Au printemps 1940, le jeune Lucien faisait ses débuts dans l’industrie alimentaire, plus précisément dans une laiterie de Nogent-sur-Marne (Val-de-Marne).
« Le lundi 10 juin, alors que la veille, nous avions eu un beau ciel bleu, nous avons ouvert les volets sur un ciel « plombé » accompagné d’une forte odeur de brûlé et d’une sorte de neige noire formée de cendres : que se passait-il ? Nous nous mettons à la fenêtre, les bras sur la barre d’appui, pour interpeller les rares passants et quelques camions militaires afin d’avoir une explication : les entrepôts de carburant du Havre, de Rouen et de la région parisienne seraient en feu […]. La laiterie et son personnel étant réquisitionnés, pas question de partir comme tout le monde […] ».
« Mardi 11 juin : c’est toujours l’attente, on prépare les bagages ».

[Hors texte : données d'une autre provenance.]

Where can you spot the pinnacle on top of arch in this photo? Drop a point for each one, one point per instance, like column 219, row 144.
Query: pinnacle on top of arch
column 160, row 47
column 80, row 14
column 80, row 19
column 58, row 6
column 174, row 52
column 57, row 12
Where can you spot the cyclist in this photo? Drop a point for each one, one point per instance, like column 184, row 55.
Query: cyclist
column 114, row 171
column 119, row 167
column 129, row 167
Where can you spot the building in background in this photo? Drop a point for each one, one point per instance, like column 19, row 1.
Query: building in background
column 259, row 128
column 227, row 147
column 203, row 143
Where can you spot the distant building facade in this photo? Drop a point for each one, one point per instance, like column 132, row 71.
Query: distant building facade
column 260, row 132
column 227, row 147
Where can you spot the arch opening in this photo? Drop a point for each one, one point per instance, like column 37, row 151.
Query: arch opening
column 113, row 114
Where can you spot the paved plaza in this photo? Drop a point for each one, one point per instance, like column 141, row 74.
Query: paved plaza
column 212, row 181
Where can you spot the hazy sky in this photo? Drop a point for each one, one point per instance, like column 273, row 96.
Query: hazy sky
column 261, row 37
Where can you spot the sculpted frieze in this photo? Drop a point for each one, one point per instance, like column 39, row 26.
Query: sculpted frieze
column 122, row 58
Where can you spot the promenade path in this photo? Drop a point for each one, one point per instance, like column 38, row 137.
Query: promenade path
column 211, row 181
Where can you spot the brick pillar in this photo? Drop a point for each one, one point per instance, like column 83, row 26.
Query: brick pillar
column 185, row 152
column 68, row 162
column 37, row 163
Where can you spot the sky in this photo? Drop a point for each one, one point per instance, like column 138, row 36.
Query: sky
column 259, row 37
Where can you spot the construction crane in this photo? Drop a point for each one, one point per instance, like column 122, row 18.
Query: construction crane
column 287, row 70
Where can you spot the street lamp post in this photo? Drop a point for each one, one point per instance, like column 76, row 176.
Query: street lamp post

« Mercredi 12 juin : les Allemands sont à Compiègne et à Chalons-sur-Marne. Mes parents ne vont pas quitter Pierrefitte alors que leurs locataires, M. et Mme P*, qui avaient une bonne cinquantaine d’années, vont partir à pied avec une valise sur une brouette, pensant, les pauvres, atteindre ainsi Clamecy dans la Nièvre, leur ville d’origine, mais ils seront de retour quelques jours plus tard. A Nogent, les garçons laitiers, faute de lait, remplissent les pots de vingt litres avec de l’essence afin de vider la cuve du dépôt […]. Ils répartissent les pots et les pneus de rechange entre les camions : environ 300 litres chacun pour faire la route. Après quoi, chaque chauffeur embarque le personnel […] ».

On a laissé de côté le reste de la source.